Apple's iPhone 5s and 5c went on sale in Australia a few hours ago, and new owners have wasted no time in cracking open the iOS 7 smartphones to see how they compare in a teardown to the existing iPhone 5. Wielding screwdrivers and spatulas, the iExperts Australia team laid the components bare, including confirming what had been expected about slightly larger batteries in both of the new iPhone versions.
For instance, in the iPhone 5c, Apple has squeezed a 5.73 Whr battery into the plastic casing. The iPhone 5s goes even bigger, up to 5.92 Whr versus the 5.45 Whr of the discontinued iPhone 5.
That goes toward explaining the slight increase in battery life from both versions, though the iPhone 5s also has its processing-duty-sharing M7 chip to help offset load from the main A7 chipset. In our iPhone 5s review, we found that the new version did indeed last longer than the iPhone 5 before it.
Other changes are generally minimal, however, though Apple has reduced the logic board sizes in the newer handsets. That's particularly interesting when you compare the iPhone 5c with the 5, which has broadly the same specifications but has obviously gone through a redesign process all the same.

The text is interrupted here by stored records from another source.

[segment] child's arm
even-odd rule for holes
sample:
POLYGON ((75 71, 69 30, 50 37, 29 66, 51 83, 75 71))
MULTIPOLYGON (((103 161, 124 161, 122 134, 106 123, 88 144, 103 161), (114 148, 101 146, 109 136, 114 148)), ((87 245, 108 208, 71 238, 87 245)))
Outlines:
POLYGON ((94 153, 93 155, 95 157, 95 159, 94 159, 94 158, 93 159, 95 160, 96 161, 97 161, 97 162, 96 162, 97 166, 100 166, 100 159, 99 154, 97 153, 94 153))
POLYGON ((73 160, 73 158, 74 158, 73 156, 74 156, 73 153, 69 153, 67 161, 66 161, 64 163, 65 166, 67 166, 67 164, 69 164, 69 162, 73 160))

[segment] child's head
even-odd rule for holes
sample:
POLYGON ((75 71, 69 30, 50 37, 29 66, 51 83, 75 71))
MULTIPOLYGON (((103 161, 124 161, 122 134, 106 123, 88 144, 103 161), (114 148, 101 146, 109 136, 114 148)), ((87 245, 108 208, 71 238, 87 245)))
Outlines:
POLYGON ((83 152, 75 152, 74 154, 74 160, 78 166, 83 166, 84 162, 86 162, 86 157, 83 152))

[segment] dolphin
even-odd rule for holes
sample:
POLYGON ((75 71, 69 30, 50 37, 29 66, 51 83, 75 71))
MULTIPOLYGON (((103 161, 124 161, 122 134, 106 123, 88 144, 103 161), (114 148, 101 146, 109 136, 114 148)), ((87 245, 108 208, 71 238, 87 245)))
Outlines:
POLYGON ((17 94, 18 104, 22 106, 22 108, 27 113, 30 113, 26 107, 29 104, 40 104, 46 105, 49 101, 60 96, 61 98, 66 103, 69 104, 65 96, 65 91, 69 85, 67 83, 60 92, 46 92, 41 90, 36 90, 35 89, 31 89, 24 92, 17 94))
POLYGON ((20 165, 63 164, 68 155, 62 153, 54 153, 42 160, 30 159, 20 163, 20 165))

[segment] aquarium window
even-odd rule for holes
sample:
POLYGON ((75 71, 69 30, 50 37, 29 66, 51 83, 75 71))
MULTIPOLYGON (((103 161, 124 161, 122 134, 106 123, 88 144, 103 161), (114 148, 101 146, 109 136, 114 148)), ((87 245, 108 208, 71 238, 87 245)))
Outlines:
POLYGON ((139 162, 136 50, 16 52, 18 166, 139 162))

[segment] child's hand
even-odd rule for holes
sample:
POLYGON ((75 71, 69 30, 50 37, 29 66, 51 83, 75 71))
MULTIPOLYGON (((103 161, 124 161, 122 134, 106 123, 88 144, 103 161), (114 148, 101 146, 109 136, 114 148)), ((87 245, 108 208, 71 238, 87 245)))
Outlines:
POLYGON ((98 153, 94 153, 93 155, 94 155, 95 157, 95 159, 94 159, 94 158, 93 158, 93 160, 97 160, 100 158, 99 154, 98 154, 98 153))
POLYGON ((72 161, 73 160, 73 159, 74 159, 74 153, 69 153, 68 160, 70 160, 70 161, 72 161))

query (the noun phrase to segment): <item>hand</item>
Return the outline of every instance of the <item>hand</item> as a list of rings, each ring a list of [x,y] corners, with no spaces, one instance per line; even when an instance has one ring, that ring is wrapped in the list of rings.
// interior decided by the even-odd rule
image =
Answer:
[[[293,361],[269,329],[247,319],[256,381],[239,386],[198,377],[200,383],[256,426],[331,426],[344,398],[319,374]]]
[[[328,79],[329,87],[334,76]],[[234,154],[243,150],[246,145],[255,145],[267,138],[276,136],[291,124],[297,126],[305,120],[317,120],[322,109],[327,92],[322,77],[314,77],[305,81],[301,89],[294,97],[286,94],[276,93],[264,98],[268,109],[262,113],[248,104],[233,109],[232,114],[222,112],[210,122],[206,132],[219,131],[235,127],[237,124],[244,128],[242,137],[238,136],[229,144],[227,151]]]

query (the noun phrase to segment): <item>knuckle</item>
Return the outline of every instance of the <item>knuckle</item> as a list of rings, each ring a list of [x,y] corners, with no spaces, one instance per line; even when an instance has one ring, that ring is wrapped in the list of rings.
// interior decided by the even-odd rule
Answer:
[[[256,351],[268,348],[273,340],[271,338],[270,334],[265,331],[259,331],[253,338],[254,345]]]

One welcome improvement is a change to the power switch design. Apple has now apparently added "an extra coating" which, it's hoped, will help avoid the failures some users have encountered.
We'll have to wait a little longer for cost of manufacturing estimates, which usually come in the aftermath of Apple hardware launches. There, the big question will be exactly how much Apple saves by switching to plastic for its mid-range phone.